Multilingual Research That Holds Up
Comparability problems do not show up in the field.
They show up in the tables.
Localipsum governs the full arc of a multilingual study from instrument adaptation through fielding to coded data, with one standard applied at every stage and one point of contact accountable for the result.
Discussion and moderator guide adaptation
Survey and questionnaire adaptation
Open ends coded in original language before translation
Vendor coordination across languages and time zones
When language decisions in your data are questioned in analysis, or in front of a client, you need a partner who can defend them. When that moment comes, we are the right team.
Localipsum exists for the teams that cannot afford to find out after field.

Language and market problems discovered after fielding are expensive, sometimes fatal to a study. Localipsum provides input at the design stage so equivalence issues are resolved in the instrument rather than discovered in the tables.
Where your protocol calls for it, Localipsum supports structured review and reconciliation in the TRAPD tradition (Translation, Review, Adjudication, Pretesting, and Documentation), reviewing source items for translatability before fielding and flagging wording that will not hold across markets.
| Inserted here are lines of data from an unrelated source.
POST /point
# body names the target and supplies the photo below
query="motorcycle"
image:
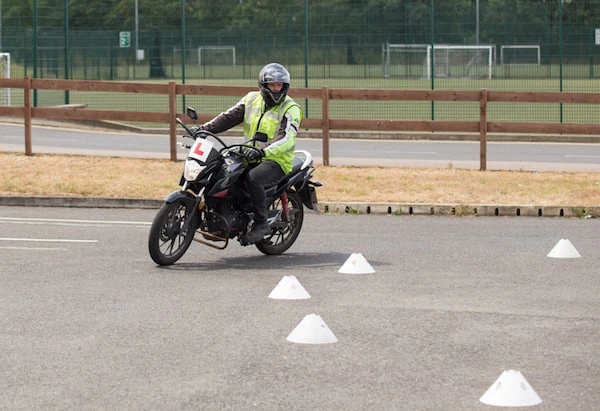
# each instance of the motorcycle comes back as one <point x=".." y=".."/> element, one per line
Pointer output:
<point x="213" y="206"/>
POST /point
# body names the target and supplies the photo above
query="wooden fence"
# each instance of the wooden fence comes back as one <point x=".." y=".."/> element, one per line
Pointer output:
<point x="326" y="124"/>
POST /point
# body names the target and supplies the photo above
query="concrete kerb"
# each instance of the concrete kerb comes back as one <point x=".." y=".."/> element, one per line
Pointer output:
<point x="352" y="208"/>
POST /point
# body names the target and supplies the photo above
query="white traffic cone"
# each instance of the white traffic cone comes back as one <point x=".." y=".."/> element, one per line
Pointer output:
<point x="289" y="288"/>
<point x="511" y="389"/>
<point x="356" y="264"/>
<point x="564" y="249"/>
<point x="312" y="330"/>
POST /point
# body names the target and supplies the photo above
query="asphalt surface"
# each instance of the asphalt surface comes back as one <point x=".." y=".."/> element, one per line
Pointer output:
<point x="89" y="322"/>
<point x="552" y="153"/>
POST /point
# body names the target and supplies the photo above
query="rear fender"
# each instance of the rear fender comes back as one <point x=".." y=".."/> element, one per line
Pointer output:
<point x="308" y="194"/>
<point x="188" y="198"/>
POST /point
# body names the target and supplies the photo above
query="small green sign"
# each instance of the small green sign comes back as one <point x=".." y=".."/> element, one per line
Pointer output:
<point x="124" y="39"/>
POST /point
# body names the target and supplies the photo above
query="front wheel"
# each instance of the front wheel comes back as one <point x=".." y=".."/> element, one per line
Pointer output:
<point x="285" y="231"/>
<point x="170" y="234"/>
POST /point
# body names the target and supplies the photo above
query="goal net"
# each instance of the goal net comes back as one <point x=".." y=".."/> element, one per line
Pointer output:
<point x="403" y="60"/>
<point x="216" y="55"/>
<point x="460" y="61"/>
<point x="520" y="55"/>
<point x="449" y="61"/>
<point x="4" y="73"/>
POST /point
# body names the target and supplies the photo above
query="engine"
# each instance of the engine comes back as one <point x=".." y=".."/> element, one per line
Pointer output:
<point x="222" y="219"/>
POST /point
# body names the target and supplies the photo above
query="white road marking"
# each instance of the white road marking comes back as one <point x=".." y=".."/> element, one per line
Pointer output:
<point x="34" y="248"/>
<point x="48" y="240"/>
<point x="64" y="221"/>
<point x="581" y="156"/>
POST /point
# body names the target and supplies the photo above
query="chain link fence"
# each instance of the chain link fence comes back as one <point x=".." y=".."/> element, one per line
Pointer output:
<point x="534" y="45"/>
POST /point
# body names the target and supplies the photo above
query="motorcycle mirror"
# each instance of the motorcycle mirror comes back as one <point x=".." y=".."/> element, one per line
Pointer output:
<point x="261" y="137"/>
<point x="191" y="113"/>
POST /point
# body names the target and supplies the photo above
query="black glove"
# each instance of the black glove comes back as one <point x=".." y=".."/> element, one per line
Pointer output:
<point x="255" y="154"/>
<point x="196" y="130"/>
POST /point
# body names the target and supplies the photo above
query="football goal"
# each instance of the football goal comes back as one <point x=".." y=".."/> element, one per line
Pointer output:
<point x="520" y="54"/>
<point x="449" y="61"/>
<point x="460" y="61"/>
<point x="403" y="60"/>
<point x="216" y="55"/>
<point x="5" y="73"/>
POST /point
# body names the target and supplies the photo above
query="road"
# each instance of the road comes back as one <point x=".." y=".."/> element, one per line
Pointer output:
<point x="89" y="322"/>
<point x="507" y="156"/>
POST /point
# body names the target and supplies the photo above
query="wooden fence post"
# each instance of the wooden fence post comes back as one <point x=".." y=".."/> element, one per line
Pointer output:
<point x="325" y="123"/>
<point x="483" y="129"/>
<point x="172" y="122"/>
<point x="27" y="107"/>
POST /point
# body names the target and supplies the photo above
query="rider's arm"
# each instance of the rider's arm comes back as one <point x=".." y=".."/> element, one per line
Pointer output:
<point x="227" y="119"/>
<point x="285" y="138"/>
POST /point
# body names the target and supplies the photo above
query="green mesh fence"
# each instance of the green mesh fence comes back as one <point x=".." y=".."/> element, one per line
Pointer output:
<point x="532" y="45"/>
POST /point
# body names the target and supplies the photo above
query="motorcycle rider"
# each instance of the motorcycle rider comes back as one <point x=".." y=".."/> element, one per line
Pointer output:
<point x="271" y="111"/>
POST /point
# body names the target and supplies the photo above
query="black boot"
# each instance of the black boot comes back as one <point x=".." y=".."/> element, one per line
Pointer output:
<point x="257" y="232"/>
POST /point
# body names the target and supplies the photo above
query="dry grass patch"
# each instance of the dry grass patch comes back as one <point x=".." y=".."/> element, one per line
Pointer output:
<point x="62" y="175"/>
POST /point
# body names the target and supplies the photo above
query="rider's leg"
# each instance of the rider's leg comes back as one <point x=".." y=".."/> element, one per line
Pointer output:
<point x="266" y="173"/>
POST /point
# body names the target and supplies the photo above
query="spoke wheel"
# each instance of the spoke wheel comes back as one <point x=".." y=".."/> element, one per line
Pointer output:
<point x="285" y="231"/>
<point x="168" y="239"/>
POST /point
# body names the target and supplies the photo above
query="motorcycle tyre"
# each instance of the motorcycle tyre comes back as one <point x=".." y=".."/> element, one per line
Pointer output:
<point x="159" y="222"/>
<point x="289" y="238"/>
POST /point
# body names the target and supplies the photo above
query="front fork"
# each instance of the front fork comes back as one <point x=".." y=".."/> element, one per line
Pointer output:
<point x="285" y="206"/>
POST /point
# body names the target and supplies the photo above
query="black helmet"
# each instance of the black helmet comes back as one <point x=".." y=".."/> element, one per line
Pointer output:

Adaptation is judged against whether an item measures the same construct in the target language, not whether it mirrors the source word for word.
Moderation is fielded through researchers credentialed in the social sciences and trained in methodology, not bilingual generalists.
Glossaries, codeframes, and documented decisions travel with the study so a tracker reads the same in wave four as
in wave one.
Open ends are coded in the source language against your frame, then translated. The sequence protects the nuance the codeframe exists to capture.